Primary mesenteric venous thrombosis.

作者信息

Sack J, Aldrete J S

出版信息

Surg Gynecol Obstet. 1982 Feb;154(2):205-8.

PMID:7058478
Abstract

To elucidate further the characteristics, optimal management and ultimate outcome of patients with primary mesenteric venous thrombosis, the records of nine such patients were analyzed. There were seven male and two female patients, with a mean age of 47 years. Abdominal pain, vomiting, fever and hematochezia were the characteristics presenting complaints. Tenderness, distention and diminished intestinal sounds were the prominent abdominal physical findings and were often associated with tachycardia and hypotension. No one of the laboratory findings were specifically diagnostic for mesenteric venous thrombosis, but leukocytosis and hemoconcentration were commonly found. Roentgenographic findings were consistent with intestinal obstruction in six patients. Thrombosis of the mesenteric veins could not be attributed to any specific cause in these nine patients, thereby warranting the classification of primary.
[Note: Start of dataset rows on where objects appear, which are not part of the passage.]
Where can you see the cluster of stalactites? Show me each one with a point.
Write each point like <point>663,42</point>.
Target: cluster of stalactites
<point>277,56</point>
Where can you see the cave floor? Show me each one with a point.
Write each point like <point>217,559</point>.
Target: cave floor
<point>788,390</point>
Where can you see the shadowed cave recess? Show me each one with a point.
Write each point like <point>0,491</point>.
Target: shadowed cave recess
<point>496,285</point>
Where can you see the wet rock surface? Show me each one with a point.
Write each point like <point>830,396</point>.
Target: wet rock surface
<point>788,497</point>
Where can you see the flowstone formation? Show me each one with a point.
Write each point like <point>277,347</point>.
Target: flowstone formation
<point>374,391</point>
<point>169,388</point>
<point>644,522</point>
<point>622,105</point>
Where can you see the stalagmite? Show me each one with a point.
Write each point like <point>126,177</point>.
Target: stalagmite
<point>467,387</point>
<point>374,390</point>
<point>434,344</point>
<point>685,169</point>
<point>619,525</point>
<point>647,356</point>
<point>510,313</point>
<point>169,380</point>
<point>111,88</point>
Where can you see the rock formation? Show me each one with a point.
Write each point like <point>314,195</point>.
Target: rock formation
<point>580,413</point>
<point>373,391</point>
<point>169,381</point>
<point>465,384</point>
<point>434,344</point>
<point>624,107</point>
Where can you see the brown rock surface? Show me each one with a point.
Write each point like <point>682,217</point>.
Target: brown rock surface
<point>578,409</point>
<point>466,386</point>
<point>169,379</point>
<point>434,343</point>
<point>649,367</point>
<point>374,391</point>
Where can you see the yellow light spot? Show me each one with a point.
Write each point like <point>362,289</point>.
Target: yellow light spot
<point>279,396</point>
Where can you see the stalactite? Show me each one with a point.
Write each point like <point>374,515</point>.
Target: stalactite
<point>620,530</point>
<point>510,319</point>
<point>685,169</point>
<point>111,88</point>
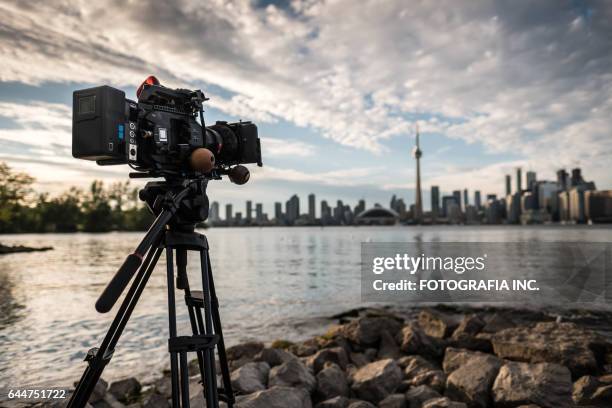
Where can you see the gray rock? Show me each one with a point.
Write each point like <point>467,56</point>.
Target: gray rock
<point>274,356</point>
<point>388,347</point>
<point>156,400</point>
<point>443,402</point>
<point>590,391</point>
<point>375,381</point>
<point>367,330</point>
<point>336,402</point>
<point>497,323</point>
<point>416,396</point>
<point>561,343</point>
<point>293,373</point>
<point>436,324</point>
<point>359,359</point>
<point>332,382</point>
<point>251,377</point>
<point>125,390</point>
<point>419,371</point>
<point>361,404</point>
<point>454,358</point>
<point>108,401</point>
<point>544,384</point>
<point>471,325</point>
<point>241,354</point>
<point>276,397</point>
<point>336,355</point>
<point>413,340</point>
<point>99,391</point>
<point>393,401</point>
<point>471,382</point>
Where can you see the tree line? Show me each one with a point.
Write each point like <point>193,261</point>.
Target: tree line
<point>101,208</point>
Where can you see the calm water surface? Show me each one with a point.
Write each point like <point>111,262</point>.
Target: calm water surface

At operation, all nine patients were found to have a segment of infarcted small intestine--132 +/- 105 centimeters--with obvious thrombosis of the mesenteric veins but with patent mesenteric arteries. Five patients had bloody ascites. Two deaths occurred in the immediate postoperative period, both being due to sudden and unexpected cardiopulmonary arrest. Neither of these two patients received anticoagulant therapy. Two patients had undergone segmental resection at other hospitals and were referred to our institution because of a recurrence of acute abdominal signs and symptoms. Neither of these patients received anticoagulant therapy. At reoperation, both had recurrent segmental mesenteric venous thrombosis. Familiarity with this condition is essential in making the correct diagnosis, so that resection may be undertaken promptly. Heparin should immediately be administered intravenously after establishing the diagnosis of mesenteric venous thrombosis to prevent recurrent thrombosis and other possible thrombotic complications. If these steps are taken expeditiously, the prognosis of mesenteric venous thrombosis is often favorable.

摘要

为了进一步阐明原发性肠系膜静脉血栓形成患者的特征、最佳治疗方法及最终结局,对9例此类患者的病历进行了分析。患者中男性7例,女性2例,平均年龄47岁。主要症状为腹痛、呕吐、发热和便血。压痛、腹胀和肠鸣音减弱是突出的腹部体征,常伴有心动过速和低血压。实验室检查结果均不能特异性诊断肠系膜静脉血栓形成,但常见白细胞增多和血液浓缩。6例患者的X线检查结果符合肠梗阻表现。这9例患者的肠系膜静脉血栓形成无法归因于任何特定原因,因此可归类为原发性。手术时发现,所有9例患者均有一段梗死的小肠——长度为132±105厘米——肠系膜静脉有明显血栓形成,但肠系膜动脉通畅。5例患者有血性腹水。术后早期有2例死亡,均死于突发意外的心肺骤停。这2例患者均未接受抗凝治疗。有2例患者在其他医院接受了节段性切除,因急性腹部体征和症状复发而转诊至我院。这2例患者均未接受抗凝治疗。再次手术时,2例均有复发性节段性肠系膜静脉血栓形成。熟悉这种疾病对于做出正确诊断至关重要,以便能及时进行切除手术。确诊肠系膜静脉血栓形成后应立即静脉注射肝素,以预防血栓复发及其他可能的血栓并发症。如果迅速采取这些措施,肠系膜静脉血栓形成的预后通常较好。